③ iDeCoと退職金は受け取る順番を工夫→数十万円手取り増

iDeCoの受け取りには、退職金と同様に「一時金」「年金」の2種類があり、金融機関によっては「一時金+年金」で受け取れます。

一時金受け取りでは退職所得控除が適用され、年金受け取りでは、公的年金等控除を受けられます。

前述の通り、退職所得控除を活用するのが、手取りを増やすポイントですが、退職所得控除は退職金とiDeCoを合算した金額に適用します。このとき、iDeCoを先に受け取るか、退職金を先に受け取るかで合算の対象になる年数が異なります。
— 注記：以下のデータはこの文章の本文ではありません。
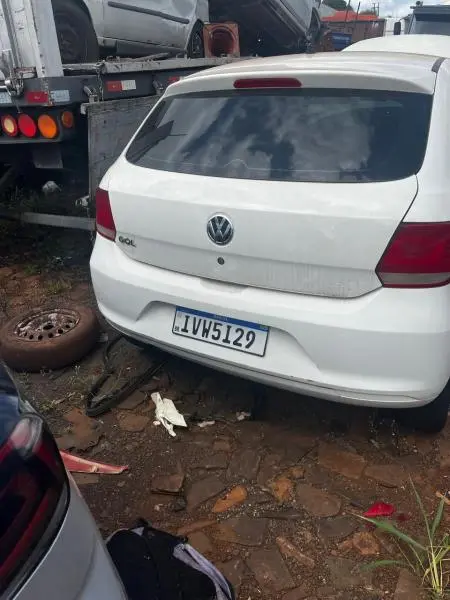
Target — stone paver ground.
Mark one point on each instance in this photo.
(274, 499)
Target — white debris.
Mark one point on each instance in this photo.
(167, 414)
(205, 424)
(243, 416)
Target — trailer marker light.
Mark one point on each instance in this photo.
(67, 119)
(9, 126)
(27, 126)
(48, 127)
(267, 82)
(37, 97)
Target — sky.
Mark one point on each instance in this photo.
(394, 8)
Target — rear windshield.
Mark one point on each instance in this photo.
(299, 135)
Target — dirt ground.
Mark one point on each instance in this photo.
(267, 484)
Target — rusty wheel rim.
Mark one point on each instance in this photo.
(45, 325)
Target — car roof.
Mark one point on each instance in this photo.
(407, 72)
(416, 44)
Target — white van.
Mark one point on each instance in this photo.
(129, 27)
(270, 27)
(88, 28)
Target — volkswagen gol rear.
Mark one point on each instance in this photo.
(256, 223)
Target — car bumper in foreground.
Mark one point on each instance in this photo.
(77, 566)
(387, 348)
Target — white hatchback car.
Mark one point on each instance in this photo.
(288, 220)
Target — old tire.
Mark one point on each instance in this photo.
(76, 35)
(49, 338)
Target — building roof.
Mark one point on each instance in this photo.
(345, 16)
(425, 44)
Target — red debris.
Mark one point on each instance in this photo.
(75, 464)
(380, 509)
(402, 517)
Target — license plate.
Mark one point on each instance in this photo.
(243, 336)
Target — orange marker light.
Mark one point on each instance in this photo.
(9, 125)
(67, 119)
(48, 127)
(27, 126)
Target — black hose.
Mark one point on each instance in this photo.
(99, 405)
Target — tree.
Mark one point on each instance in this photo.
(338, 4)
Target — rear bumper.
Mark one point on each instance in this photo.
(77, 566)
(388, 348)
退職金を先に受け取り、iDeCoを後から受け取る場合

「前年から19年以内」に受け取った一時金が退職所得控除の合算の対象
→退職金受け取りから20年を空ければ、iDeCoの退職所得控除が使える


iDeCoを先に受け取り、会社の退職金を後から受け取る場合

「前年から4年以内」に受け取った一時金が退職所得控除の合算の対象
→iDeCo受け取りから5年を空ければ、退職金の退職所得控除が使える

つまり、iDeCoを先に受け取り、5年以上空けてから退職金を受け取れば、退職所得控除がiDeCoと退職金の両方に使えるため、税金が安くできるというわけです。
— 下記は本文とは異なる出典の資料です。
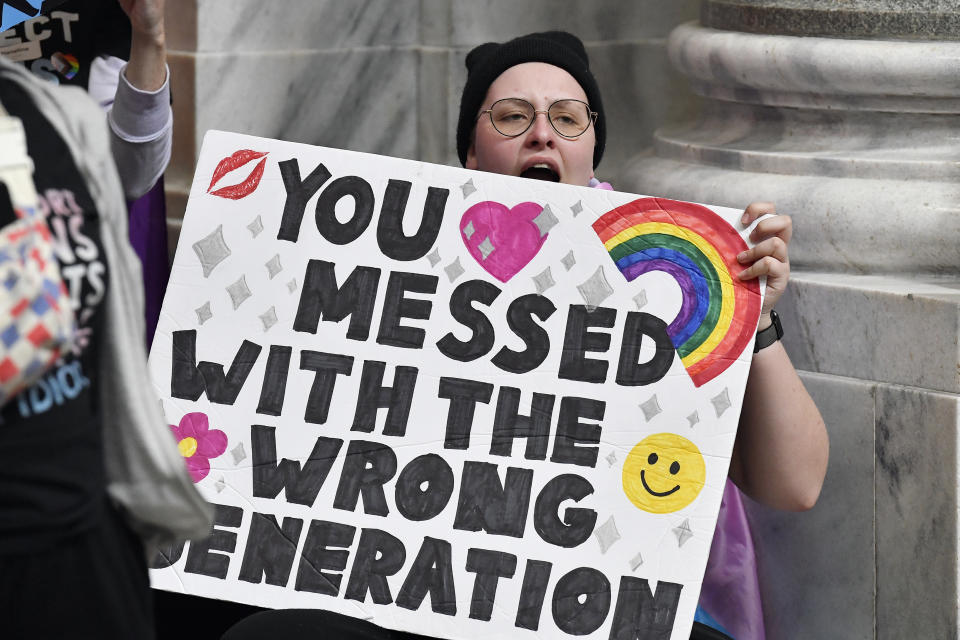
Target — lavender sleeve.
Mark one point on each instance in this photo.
(141, 125)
退職金を先に受け取り、20年以上空けてからiDeCoを受け取ることでも、退職所得控除が利用できますが、現実的ではありません。つまり、退職金とiDeCoを両方受け取れるなら、iDeCoを先に受け取ったほうがいい、というわけです。

実際にシミュレーションしてみましょう。

【例】
・勤続年数30年、iDeCo加入年数20年
・退職金:1800万円、iDeCo:600万円

①60歳で退職金とiDeCoを一時金で受け取る
②60歳でiDeCoを一時金で受け取り、65歳で退職金を一時金で受け取る
③60歳で退職金を一時金で受け取り、61歳でiDeCoを一時金で受け取る
④60歳で退職金を一時金で受け取り、60~69歳でiDeCoを年金で受け取る

の4パターンの納める税金額は、次のとおりです。

【図表】退職金とiDeCoの受取方シミュレーション
出典=頼藤太希、高山一恵『マンガと図解 定年前後のお金の強化書』(宝島社)

60歳で退職金とiDeCoを一時金で受け取った場合は、退職所得控除は長い方が適用されます。納める税金は92万2500円です。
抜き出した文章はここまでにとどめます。